El pueblo de Roma perdió el derecho a elegir papa en el siglo VIII, aunque lo recuperó parcialmente en el siglo IX, cuando se permitió que fueran electores los nobles de la ciudad, no el común. En el siglo XI se decidió que los únicos electores fueran los cardenales, aunque el papa elegido sólo sería papa si los clérigos y el pueblo de Roma le daban el visto bueno. En el siglo XII, se prescindió del beneplácito del común y sólo los cardenales serían electores. Se había perdido la fe en la democracia, ya no valía lo de uox populi, uox Dei.

Las monarquías electas tienen un defecto: cualquiera que tenga poder querrá influir en la elección del nuevo rey, por todos los medios a su alcance y en beneficio propio. Se forman bandos, que se enfrentan ferozmente, y algunas elecciones se prolongan peligrosamente. Sucedió en Polonia, ha sucedido en la Iglesia. Tan peligrosamente que la Sede Vacante provoca sublevaciones, y los electores se ven forzados a llegar a un acuerdo rápidamente o apañárselas con una revolución.

Eso sucedió en Perugia y en Roma, en 1216 y 1241. El pueblo sitió a los electores y dejó las cosas claras: o escogían rapidito un papa o no salía nadie de ahí (con vida). El caso llegó al extremo cuando se eligió a Gregorio X.

A la muerte de Clemente IV, la Sede Vacante de la Santa Madre Iglesia se alargó tres años. Hasta aquí hemos llegado, clamó el pueblo, que sorprendió a los cardenales reunidos todos en el palacio episcopal. Los guardias se dieron a la fuga (o fueron convenientemente degollados) y los cardenales fueron encerraron bajo llave (cum clauis) en el palacio. Los sitiaron y los tuvieron a pan y agua. De ahí no salís sin papa, dijeron. En situación tan precaria, tan pronto se llenaron las letrinas y se vació la despensa, los cardenales pronto llegaron a un acuerdo y escogieron al papa Gregorio.
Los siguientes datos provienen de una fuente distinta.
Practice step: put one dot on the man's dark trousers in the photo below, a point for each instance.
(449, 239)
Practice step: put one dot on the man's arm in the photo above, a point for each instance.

Habemus Papam, clamaron, y luego pidieron de comer, algo de vino y ropa limpia. Fue el primer cónclave, que el recién escogido papa Gregorio formalizó después, pues él mismo había visto qué rápido se negocia bajo presión.

Los bomberos de Roma, instalando la famosa chimenea de la capilla Sixtina.

Hoy, las condiciones son más amables y los cardenales no se envenenan ni se apuñalan por un papado. Tampoco sufren privaciones durante el cónclave. Ahora, se buscan unos a otros por internet. En los asuntos del César, se han perdido las formas.